I have been reading the PowerPC 601 manual (MPC601, The Macs of early 1994). It is dangerous to believe performance figures. They give you the world in one chapter and then take it back here and there in bits and pieces. Here is what I see however. Simple single precision floating point operations can issue one per cycle. The book mentions several floating point ops that take more than one clock in a pipeline stage. They don't mention floating multiply-add. I think one can issue each clock. I-unit instructions can issue in the same clock as floating point ops. If you do the block trick used to multiply matrices then one load is required per multiply add.
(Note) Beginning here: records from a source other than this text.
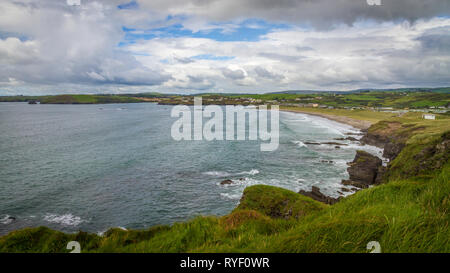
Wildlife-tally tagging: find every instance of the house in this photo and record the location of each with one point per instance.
(428, 116)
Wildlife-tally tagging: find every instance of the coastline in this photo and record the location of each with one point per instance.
(358, 124)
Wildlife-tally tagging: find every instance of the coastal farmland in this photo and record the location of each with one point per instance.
(407, 212)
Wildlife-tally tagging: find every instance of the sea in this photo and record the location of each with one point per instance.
(94, 167)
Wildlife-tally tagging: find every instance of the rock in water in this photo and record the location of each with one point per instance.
(226, 182)
(318, 196)
(363, 170)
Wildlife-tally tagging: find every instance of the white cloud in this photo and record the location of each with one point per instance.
(49, 46)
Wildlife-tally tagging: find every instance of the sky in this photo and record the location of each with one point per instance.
(235, 46)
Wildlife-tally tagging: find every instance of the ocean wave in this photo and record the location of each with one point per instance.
(65, 219)
(299, 143)
(227, 174)
(231, 196)
(6, 220)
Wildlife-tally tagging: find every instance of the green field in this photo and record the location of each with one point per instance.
(408, 212)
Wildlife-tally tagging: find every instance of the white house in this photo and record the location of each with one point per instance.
(428, 116)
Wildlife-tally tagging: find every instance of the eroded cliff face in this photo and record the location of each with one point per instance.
(386, 135)
(363, 170)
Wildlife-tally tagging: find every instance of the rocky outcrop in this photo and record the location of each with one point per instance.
(363, 170)
(318, 196)
(386, 136)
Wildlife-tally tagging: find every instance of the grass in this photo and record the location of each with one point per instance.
(87, 99)
(409, 212)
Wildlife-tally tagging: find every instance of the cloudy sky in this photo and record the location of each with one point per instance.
(191, 46)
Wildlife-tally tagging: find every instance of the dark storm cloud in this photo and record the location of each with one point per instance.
(318, 12)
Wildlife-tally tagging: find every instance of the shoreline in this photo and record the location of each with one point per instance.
(358, 124)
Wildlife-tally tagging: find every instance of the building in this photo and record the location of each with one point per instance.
(429, 116)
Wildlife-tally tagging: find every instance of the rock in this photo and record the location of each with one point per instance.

All this leads to the optimistic estimate that the 50MHz machine can sustain nearly 50 fmadd's per microsecond on a 50MHz chip. Inner products are much like matrix multiply which is a benchmark where the RS/6000 (The MPC601's father) achieved nearly one fmadd per clock, and that was double precision! 128 excitation vectors each of 60 single precision loats fit in the on chip cache, but it is tight. There may be enough margin here for it to work with no special DSP. I'll be in Yosemite for a few days so I won't be able to respond immediately to comments.